On 25 July 2013, the Marine Corps released a solicitation for the M40 Modular Stock Program. Upgraded features are to include a folding stock, compatible with current M40 actions and barrels, to make the rifle more compact for transportation inside confined spaces like vehicles and a full-length rail to accommodate optics and accessories; the M40A5 has only a few inches of rail space beyond the scope for a night vision optic, so extending the rail length would allow more accessories to be attached, enabling snipers to put rounds on target under any conditions. Deliveries were to begin three months after the contract being awarded, with 1,100 stocks to be purchased to upgrade the entire M40A5 inventory. The resulting weapon from the program was originally to be re-designated the M40A6. Remington was awarded the contract in November 2014. The final product will be designated the M40A7 and was planned to be fielded by 2017. The M40A6 began fielding with Marine Corps in June 2016.

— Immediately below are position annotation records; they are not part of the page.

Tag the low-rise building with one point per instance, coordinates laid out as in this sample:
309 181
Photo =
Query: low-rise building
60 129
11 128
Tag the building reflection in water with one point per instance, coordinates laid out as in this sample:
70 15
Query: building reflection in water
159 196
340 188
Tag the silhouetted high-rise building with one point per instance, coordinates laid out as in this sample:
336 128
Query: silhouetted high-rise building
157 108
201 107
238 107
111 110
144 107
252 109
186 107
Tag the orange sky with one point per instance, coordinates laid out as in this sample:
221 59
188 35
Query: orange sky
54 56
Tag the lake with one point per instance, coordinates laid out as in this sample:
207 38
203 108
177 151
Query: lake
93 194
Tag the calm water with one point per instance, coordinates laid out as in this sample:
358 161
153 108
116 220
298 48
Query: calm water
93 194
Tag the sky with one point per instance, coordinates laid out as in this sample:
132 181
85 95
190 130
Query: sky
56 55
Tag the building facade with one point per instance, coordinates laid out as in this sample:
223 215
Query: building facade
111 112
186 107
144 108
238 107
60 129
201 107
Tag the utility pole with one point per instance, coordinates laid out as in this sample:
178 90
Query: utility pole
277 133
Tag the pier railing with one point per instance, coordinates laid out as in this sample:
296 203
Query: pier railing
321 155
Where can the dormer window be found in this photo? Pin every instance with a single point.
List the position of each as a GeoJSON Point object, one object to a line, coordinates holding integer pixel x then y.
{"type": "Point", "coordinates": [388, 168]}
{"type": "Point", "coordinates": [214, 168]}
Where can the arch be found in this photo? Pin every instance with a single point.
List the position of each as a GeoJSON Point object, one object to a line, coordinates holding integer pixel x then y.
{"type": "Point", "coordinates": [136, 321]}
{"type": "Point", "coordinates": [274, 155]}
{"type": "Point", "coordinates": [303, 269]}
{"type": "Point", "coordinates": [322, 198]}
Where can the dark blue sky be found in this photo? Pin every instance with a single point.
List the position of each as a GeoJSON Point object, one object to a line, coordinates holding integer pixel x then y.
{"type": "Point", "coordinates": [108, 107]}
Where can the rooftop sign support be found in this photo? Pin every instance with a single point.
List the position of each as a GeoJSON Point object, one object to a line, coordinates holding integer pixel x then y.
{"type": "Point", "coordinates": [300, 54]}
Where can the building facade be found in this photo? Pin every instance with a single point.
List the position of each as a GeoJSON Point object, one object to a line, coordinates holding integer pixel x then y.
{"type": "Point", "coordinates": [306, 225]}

==Differences between M40 and M24==
The U.S. Army also used the Remington 700/40x action as the basis for its M24 Sniper Weapon System. The primary difference between the Army and the U.S. Marine Corps rifles is that while the U.S. Marine Corps M40 variants use the short-action version of the Remington 700/40x which is designed for cartridges having an overall length of 2.750 in or less (such as the .308 Winchester/7.62×51 mm NATO), the Army M24 uses the Remington 700 Long Action. The long action of the M24 is designed for full-length cartridges up to 3.340 in in overall length, such as the .30-06 Springfield, and magnum cartridges such as the 7 mm Remington Magnum and .300 Winchester Magnum, but shorter cartridges such as the 7.62×51mm NATO (the military version of the .308 Winchester) can also be used. The U.S. Army's use of the long action was the result of an original intention to chamber the M24 for .30-06 Springfield. Despite the fact that the M24 came fitted with a 7.62×51 mm NATO barrel upon issue, retaining the longer action allowed them to reconfigure the rifle in dimensionally larger cartridge chamberings if necessary (which has been the case during the longer engagement distances during Operation Enduring Freedom). In 2014 the last U.S. Army M24 rifles were reconfigured to M2010 Enhanced Sniper Rifles that are chambered for .300 Winchester Magnum. The barrels not currently fitted to the rifles are usually stored with the unit armorers. The U.S. Marine Corps M40A3 uses a 25 in Schneider barrel and the U.S. Army M24 used a 24 in Rock Creek 5R barrel.

==Users==

- Afghanistan: The Afghan National Army received USMC-issued M40A5s.
- Malaysia: Used by PASKAL of the Royal Malaysian Navy
- Philippines: 85 M40A5s acquired by the Philippine Marine Corps, delivered in 2017. Several Remington M700P rifles converted to M40A3 standard. M40A5s used in the Siege of Marawi.
- United States: Used by United States Marine Corps

===Others===
- During the Iraqi insurgency, insurgents captured two M40A1s in June 2004 and then two M40A3s in August 2005 from U.S. Marines killed in action. In June 2006, one of the two initial M40A1s was recovered when an Iraqi sniper was killed by a USMC sniper.